Cordage en chanvre (4 torons avec âme, 150 m, diamètre 40 mm).
Cordage prêt à être livré. Écosse. 1918

Un cordage est un terme générique de marine désignant les filins qui sont utilisés pour les manœuvres des bateaux, grelins, amarres, drisses, écoutes, haubans, etc.

Usage du mot[modifier | modifier le code]

La première attestation de cordage, dans le sens de corde robuste, date de 1358. Le terme provient du latin chorda, au multiple sens de boyau (tripes), corde d'instrument de musique, ficelle ou filin, voire corde résultant du tressage de divers filins. Le cordage, le plus souvent en matière végétale ou métallique, sert au gréement des navires, et, par extension, à la manœuvre des machines embarquées. Sur les galères, le mot dérivé du provençal gordino, apparenté à vieux chorda se prononçait en français gourdin.

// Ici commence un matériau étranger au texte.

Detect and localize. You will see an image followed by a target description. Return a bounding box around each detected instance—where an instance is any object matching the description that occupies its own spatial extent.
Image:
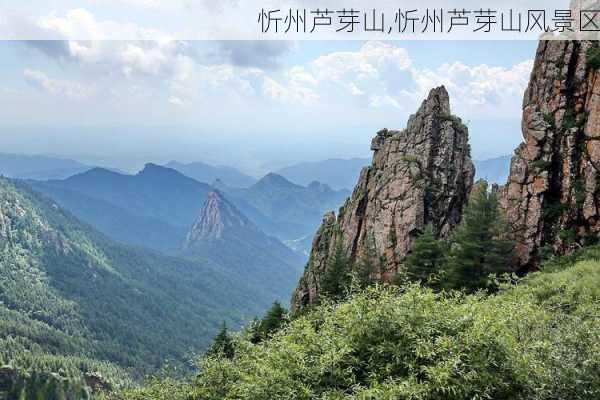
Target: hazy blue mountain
[216,173,350,251]
[30,164,304,300]
[165,161,256,188]
[181,191,305,290]
[36,164,212,230]
[475,156,511,185]
[28,181,187,252]
[275,158,371,190]
[276,156,511,189]
[0,178,298,378]
[0,154,91,180]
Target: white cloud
[263,77,319,106]
[265,42,533,116]
[37,8,173,41]
[23,69,94,100]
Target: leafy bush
[116,249,600,400]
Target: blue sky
[0,40,537,175]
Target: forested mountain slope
[0,178,286,373]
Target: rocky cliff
[292,87,474,308]
[501,40,600,270]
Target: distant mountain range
[275,158,371,190]
[0,154,91,180]
[0,178,292,373]
[215,173,350,251]
[276,156,511,189]
[181,191,305,286]
[165,161,256,188]
[28,164,349,252]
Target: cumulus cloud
[217,40,293,68]
[23,69,94,100]
[265,42,533,114]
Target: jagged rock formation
[181,190,304,298]
[501,39,600,270]
[292,87,475,308]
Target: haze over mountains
[0,178,286,371]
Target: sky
[0,0,567,175]
[0,40,536,175]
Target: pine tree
[258,301,287,340]
[320,241,350,300]
[404,225,446,283]
[445,181,513,292]
[353,235,378,289]
[206,322,235,360]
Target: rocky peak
[501,38,600,269]
[184,191,258,248]
[292,87,475,308]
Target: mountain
[502,39,600,269]
[165,161,256,188]
[182,191,304,299]
[275,158,371,190]
[292,87,475,309]
[473,156,511,185]
[0,178,290,374]
[276,156,510,189]
[216,173,349,250]
[28,164,212,251]
[0,154,91,180]
[24,164,304,300]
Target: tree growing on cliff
[320,241,352,300]
[444,180,513,292]
[404,225,446,286]
[353,234,379,289]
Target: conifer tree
[404,225,446,283]
[206,322,235,360]
[320,241,351,300]
[258,301,287,340]
[354,234,378,289]
[446,181,513,292]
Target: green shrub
[185,261,600,400]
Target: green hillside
[115,248,600,400]
[0,178,288,384]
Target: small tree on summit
[446,181,513,292]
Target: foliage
[444,181,513,292]
[404,225,446,283]
[352,235,379,289]
[251,301,288,343]
[319,241,352,300]
[109,247,600,400]
[0,178,282,397]
[206,323,235,359]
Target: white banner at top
[0,0,600,41]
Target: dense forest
[0,178,298,398]
[114,247,600,400]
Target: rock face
[501,40,600,270]
[292,87,475,309]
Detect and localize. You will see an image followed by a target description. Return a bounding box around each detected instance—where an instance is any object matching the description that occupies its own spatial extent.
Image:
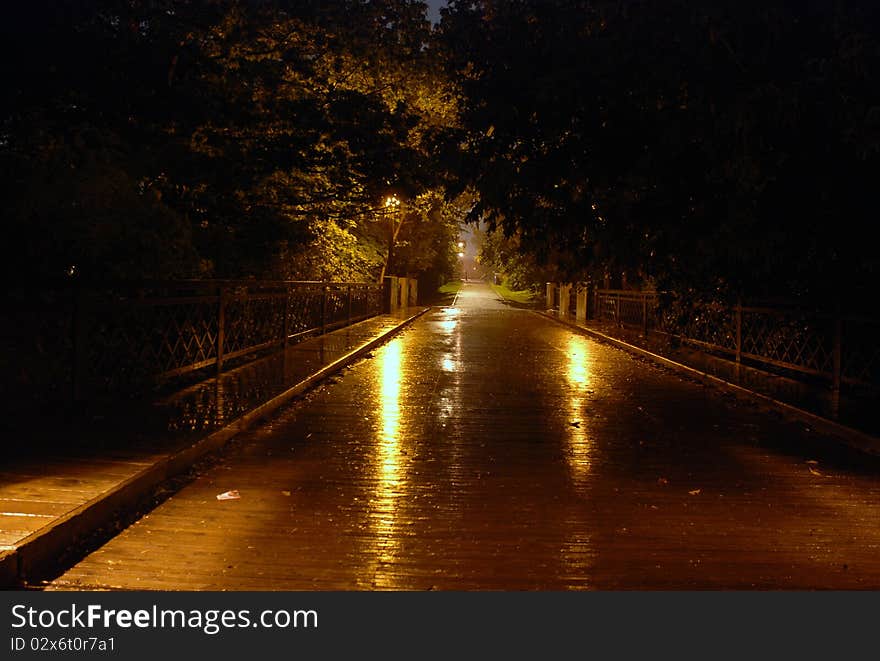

Depuis plusieurs siècles, la tradition veut que, sur un navire, il n'y ait guère qu'une seule « corde », celle de la cloche de quart, ou mieux de la clochette, nommée dans ce registre [note 1],[1],[2]. Le lexique maritime, adapté à une tâche précise, distingue chaque cordage en fonction de son utilisation : grelin, amarre, attache, filin, garcette, drisse, écoute, hauban... Le mot générique actuellement plus fréquemment utilisé, est celui de « bout », avec prononciation du "t" final.

Le mot corde, évoquant la corde utilisée pour pendre les mutins, n'était toutefois pas tabou dans la marine, et était utilisé pour les cordages situés à l'extérieur du bateau. Il en était ainsi des « défenses de cordes », amas de cordage utilisés en guise de pare-battage[3], ou des « cordes de retenue », utilisées lors du chargement de la cargaison[4]. « Fuir à mâts et à cordes » (lorsqu'on se met en fuite, "à sec de toile"), avec la pression du vent portant seulement sur les mâts et le gréement, est elle aussi une expression attestée depuis le XIXe siècle[1].

Fabrication des cordages[modifier | modifier le code]

À l'époque de la marine à voile, XVIIIe-XIXe siècles[modifier | modifier le code]

À la grande époque de la marine à voile, chaque navire réclame une grande quantité de cordage, de toutes natures. Un vaisseau de 74 canons va ainsi emporter près de 84 tonnes de cordages[5],[note 2].

La corderie[modifier | modifier le code]

La corderie de la Darse de Villefranche-sur-Mer, 1772

Les cordages nécessaires pour la marine royale sont fabriqués dans des bâtiments spécialement conçus, les corderies. Chaque arsenal comprend une corderie.

Pour la marine marchande, des cordiers assurent la fabrication. Il n'y a pas de normalisation des productions.

La matière première[modifier | modifier le code]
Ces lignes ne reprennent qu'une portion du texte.